03 - La grande promenade


Longs tunnels de verdure
Transpercés de lumière
Ou voies d'eau qui perdurent
Couleurs, senteurs, vieilles pierres
La lande bretonne tranquille
Devant nos yeux défile
Ah le joli voyage
Au pays des vieux mages

 

Jeudi 18 mai - jour J

Ce matin est un matin comme les autres : debout à la sonnerie du réveil, baguette fraîche au petit déjeuner... Et pourtant tout à l'heure on basculera dans un autre monde. Un monde rien qu'à nous, fait de coups de pédales, de pays traversés, de senteurs printanières, de nuits sous la tente, de regards tendres, de nouilles cuites à l'eau... De petits plaisirs aussi : pause goûter dans une boulangerie de campagne, petit café en terrasse, soirées à la fraîche bien calés dans nos chaises pliantes (et non... on ne les a pas oubliées !).

L'an dernier, l'entrée dans le grand bain avait été progressive : nos premiers kilomètres étaient jalonnés d'étapes amicales et confortables. Cette fois, le plongeon est plus direct. Sauf samedi où nous serons à Bruz chez notre fille Tiphaine.

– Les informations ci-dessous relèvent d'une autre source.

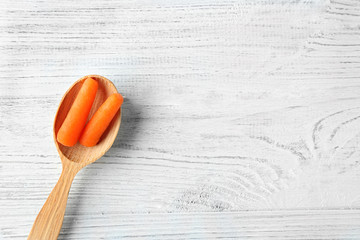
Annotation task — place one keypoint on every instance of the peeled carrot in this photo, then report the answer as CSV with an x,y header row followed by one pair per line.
x,y
75,120
101,120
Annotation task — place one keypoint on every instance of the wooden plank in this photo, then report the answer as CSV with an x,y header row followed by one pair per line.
x,y
230,106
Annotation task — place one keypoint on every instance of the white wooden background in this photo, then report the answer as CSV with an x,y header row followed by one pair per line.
x,y
241,119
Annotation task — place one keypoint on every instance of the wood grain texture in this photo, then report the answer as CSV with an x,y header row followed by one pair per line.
x,y
241,118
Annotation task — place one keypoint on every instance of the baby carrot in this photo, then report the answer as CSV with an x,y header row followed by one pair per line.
x,y
101,120
75,120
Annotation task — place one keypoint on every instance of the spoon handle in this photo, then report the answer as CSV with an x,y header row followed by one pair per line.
x,y
48,222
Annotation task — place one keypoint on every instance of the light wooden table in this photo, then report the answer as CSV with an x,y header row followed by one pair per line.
x,y
241,119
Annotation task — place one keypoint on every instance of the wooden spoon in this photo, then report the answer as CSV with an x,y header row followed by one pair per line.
x,y
48,222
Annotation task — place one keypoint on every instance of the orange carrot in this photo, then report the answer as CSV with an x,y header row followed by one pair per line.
x,y
101,120
75,120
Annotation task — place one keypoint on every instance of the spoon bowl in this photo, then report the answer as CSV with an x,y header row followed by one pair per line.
x,y
78,153
48,222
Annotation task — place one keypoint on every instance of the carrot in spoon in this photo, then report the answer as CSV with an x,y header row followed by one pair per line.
x,y
75,120
101,120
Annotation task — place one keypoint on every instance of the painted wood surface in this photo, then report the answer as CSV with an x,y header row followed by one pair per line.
x,y
241,118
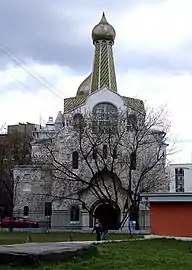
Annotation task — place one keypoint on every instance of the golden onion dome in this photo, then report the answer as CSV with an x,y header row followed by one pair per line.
x,y
103,31
84,88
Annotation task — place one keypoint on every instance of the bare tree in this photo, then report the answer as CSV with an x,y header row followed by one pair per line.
x,y
114,155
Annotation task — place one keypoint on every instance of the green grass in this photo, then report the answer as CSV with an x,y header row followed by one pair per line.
x,y
135,255
7,238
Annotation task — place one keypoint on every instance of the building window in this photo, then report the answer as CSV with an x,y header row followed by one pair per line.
x,y
115,153
75,157
26,211
94,153
105,151
74,214
27,187
78,121
48,209
179,180
105,118
131,122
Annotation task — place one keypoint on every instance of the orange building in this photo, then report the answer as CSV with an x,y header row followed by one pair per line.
x,y
170,213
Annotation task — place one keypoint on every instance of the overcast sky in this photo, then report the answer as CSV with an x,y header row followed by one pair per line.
x,y
52,39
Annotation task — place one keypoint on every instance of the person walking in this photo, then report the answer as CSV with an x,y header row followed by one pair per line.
x,y
104,231
97,229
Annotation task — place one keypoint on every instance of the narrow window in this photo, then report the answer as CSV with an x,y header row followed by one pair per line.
x,y
26,211
105,151
74,213
75,160
48,209
94,153
115,153
179,180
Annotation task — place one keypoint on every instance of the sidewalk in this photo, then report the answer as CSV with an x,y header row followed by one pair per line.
x,y
153,236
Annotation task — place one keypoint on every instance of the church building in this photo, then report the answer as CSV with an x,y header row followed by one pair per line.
x,y
80,163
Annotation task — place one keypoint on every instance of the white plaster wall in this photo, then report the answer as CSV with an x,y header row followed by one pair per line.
x,y
104,95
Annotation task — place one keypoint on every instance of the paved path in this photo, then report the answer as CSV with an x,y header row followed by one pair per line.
x,y
30,253
153,236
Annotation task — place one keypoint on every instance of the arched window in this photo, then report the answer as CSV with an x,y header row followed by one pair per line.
x,y
78,122
105,118
131,122
27,187
105,151
74,213
75,160
26,211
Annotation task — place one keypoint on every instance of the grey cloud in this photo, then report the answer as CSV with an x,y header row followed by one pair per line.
x,y
58,32
46,30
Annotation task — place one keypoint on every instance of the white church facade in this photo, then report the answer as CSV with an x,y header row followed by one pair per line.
x,y
65,170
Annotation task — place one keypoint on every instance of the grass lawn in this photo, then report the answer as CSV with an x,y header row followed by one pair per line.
x,y
135,255
7,238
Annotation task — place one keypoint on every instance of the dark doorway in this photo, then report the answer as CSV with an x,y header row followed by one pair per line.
x,y
109,215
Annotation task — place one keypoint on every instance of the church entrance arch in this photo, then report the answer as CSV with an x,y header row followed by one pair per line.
x,y
108,214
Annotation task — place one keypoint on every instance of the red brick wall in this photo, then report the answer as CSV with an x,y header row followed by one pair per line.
x,y
171,219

Il y a aussi une petite rencontre prévue, dimanche à Guipry, sur la voie verte Rennes-Redon (j'en reparlerai).

10 heures. Le moment du départ. Quelques amis et voisins sont venus nous saluer. Peu nombreux car c'est le week-end de l'ascension. Distribution des clés, dernières consignes, photos, salutations, encouragements... 

Tour de clé dans la porte, premiers coups de pédales, et voilà : c'est parti. Retour dans presque 5 mois si tout va bien. C'est aussi simple que cela...

Les premiers kilomètres, nous les connaissons par coeur : route des fontaines, chemin botanique, Pruillé-le-chétif, Saint-Georges... C'est notre terrain de jeu. Pour un peu, on se croirait en petite ballade dominicale. Yorik et Éliane nous accompagnent sur quelques kilomètres. Puis ils font demi-tour et nous quittent. 

La grande promenade commence.

Promenade. 

Le mot n'est pas choisi au hasard : nous ne sommes ni des aventuriers, ni des sportifs, juste des promeneurs qui vont loin, lentement.

Les gens avec qui nous discutons sur la route ouvrent de grands yeux quand nous leur expliquons notre voyage. Ils nous souhaitent du courage, et nous envient sans doute un peu.

Pourtant, pas besoin de courage, puisque nous avons choisi. Ce qu'il nous faut, c'est du temps, juste du temps rien qu'à nous. 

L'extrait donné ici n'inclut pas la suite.